Through SSuN, jurisdictions collect visit-level data on patients attending selected STD clinics and report clinical and demographic data. As an illustrative example, we estimated rectal gonorrhea positivity among gay, bisexual, and other men who have sex with men (MSM) attending participating clinics. Jurisdiction-specific positivity was estimated as the # of unique MSM testing positive at least once for rectal gonorrhea divided by all MSM tested 1 or more times for rectal gonorrhea in all of the clinics in the jurisdiction. The stratifying variable for the stratified random effects method was the percent of MSM screened in the jurisdiction’s clinics, as low screening coverage may reflect targeted testing of MSM likely to be infected which may inflate observed positivity. For each of the five methods, we estimated rectal gonorrhea positivity and the corresponding 95% confidence interval (CI).
In 2017, 123,210 patients attended 30 STD clinics participating in the 10 SSuN jurisdictions, of which 31,052 (25.2%) were identified as MSM (jurisdiction-specific range: 8.8% to 70.0%). (Table 1) One jurisdiction (I) accounted for 39% of all MSM included in the analysis while one jurisdiction (J) accounted for only 1.6% of MSM included. The proportion of MSM tested for rectal gonorrhea at least once varied by jurisdiction, ranging from 44.3% to 76.9%. The fully stratified method identified differences in rectal gonorrhea positivity across jurisdictions, with jurisdiction-specific positivity ranging from 9.9% to 24.1%. Aggregating across jurisdictions masked this heterogeneity and provided a single summary estimate of 15.2% (95% CI: 14.7, 15.7). Taking the mean across the jurisdiction-specific estimates also provided a summary estimate; however, the uncertainty of the estimate increased (15.8%, 95% CI: 13.3, 18.7). Accounting for the heterogeneity by using a random effects model resulted in an estimate of 15.5% (95% CI: 13.9, 17.2). After stratifying by a likely confounder (% of MSM screened); the random effects estimate among 3 jurisdictions with lower screening coverage (<60%) was 19.7% (95% CI: 14.6, 24.8) and among 7 jurisdictions with higher screening coverage (≥60%) was 14.3% (95% CI: 12.9, 15.7).
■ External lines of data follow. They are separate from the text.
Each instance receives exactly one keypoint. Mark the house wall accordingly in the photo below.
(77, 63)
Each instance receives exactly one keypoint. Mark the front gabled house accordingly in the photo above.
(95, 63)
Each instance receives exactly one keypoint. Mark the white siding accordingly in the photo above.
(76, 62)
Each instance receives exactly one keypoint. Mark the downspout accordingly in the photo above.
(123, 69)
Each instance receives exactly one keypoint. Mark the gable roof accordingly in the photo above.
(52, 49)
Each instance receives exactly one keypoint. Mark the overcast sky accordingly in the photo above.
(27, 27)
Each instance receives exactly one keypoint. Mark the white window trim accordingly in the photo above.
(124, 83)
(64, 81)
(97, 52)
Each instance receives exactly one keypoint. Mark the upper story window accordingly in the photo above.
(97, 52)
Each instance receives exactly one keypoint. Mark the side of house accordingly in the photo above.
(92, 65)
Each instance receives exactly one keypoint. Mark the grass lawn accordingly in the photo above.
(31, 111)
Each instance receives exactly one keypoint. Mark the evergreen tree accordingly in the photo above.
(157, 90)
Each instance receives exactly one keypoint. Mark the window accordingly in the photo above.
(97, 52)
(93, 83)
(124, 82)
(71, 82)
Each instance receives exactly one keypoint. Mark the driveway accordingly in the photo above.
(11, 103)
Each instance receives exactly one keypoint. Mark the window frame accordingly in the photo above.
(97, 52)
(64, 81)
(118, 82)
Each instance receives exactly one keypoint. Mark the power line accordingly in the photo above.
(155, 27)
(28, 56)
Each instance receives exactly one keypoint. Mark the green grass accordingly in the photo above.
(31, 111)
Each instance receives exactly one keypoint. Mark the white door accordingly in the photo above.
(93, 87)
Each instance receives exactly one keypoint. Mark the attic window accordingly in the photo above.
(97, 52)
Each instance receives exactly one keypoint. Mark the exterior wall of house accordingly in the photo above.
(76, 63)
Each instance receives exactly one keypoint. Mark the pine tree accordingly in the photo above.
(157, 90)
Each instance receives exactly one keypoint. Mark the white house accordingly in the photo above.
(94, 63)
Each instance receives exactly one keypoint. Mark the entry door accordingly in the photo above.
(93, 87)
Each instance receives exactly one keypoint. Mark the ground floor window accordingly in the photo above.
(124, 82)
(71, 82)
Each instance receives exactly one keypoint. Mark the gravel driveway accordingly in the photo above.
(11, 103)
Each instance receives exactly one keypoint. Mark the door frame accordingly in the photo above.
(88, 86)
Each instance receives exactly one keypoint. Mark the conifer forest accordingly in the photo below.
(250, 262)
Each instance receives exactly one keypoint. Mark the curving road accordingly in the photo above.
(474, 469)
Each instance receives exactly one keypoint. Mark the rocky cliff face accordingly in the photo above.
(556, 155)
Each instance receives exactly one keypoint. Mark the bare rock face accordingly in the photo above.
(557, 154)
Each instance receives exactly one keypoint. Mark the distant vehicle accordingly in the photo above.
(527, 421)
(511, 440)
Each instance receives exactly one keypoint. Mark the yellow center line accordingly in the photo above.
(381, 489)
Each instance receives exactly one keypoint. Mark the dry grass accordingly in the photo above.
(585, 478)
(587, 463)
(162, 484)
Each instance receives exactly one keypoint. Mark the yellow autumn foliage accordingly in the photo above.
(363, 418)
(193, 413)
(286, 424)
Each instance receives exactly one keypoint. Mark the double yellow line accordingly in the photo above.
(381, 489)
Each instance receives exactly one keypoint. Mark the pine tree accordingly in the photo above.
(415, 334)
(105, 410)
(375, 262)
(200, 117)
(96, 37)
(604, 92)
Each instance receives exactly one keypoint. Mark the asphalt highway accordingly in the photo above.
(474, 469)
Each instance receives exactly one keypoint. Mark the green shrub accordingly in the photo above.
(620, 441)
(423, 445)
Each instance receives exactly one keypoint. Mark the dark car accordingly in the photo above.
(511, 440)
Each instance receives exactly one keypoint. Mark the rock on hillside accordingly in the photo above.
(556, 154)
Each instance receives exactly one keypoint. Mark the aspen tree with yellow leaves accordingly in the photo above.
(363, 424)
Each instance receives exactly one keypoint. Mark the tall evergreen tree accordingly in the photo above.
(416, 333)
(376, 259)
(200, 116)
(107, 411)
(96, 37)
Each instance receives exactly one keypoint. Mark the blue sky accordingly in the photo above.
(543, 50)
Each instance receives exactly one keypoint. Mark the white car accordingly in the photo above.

In a sentinel surveillance project implemented in 10 jurisdictions, there was substantial heterogeneity in the observed proportion of MSM testing positive for rectal gonorrhea in selected STD clinics. Although a stratified analysis captured the heterogeneity across jurisdictions, it may not be feasible to present fully stratified estimates for all analyses (e.g., surveillance reports likely provide metrics for multiple diseases). Additionally, it limits the ability to succinctly communicate key findings. Aggregating numerators and denominators across jurisdictions to calculate a single summary estimate masks this heterogeneity and biases estimates toward high volume jurisdictions. Taking the mean across jurisdictions ensures that high-volume jurisdictions do not bias the overall estimate; however, the mean may be biased by very high or very low positivity estimates in a few jurisdictions. Using a random effects model accounted for both varying sample sizes and differences in observed heterogeneity; although the summary estimate was similar to the aggregate in this example, the wider 95% CI more accurately reflects the uncertainty in the estimate. Finally, stratifying by a likely effect measure modifier (% of MSM screened) prior to estimating the measure from the random effects model captured key differences in jurisdictions while still providing a limited number of summary estimates. Analysts using data from multi-jurisdiction surveillance projects should fully investigate possible biases when combining estimates across jurisdictions. If there is observed heterogeneity across jurisdictions and it is not feasible to provide fully stratified estimates, analysts could consider using methods to account for heterogeneity and minimize bias due to differing sample sizes, such as stratified random effects models.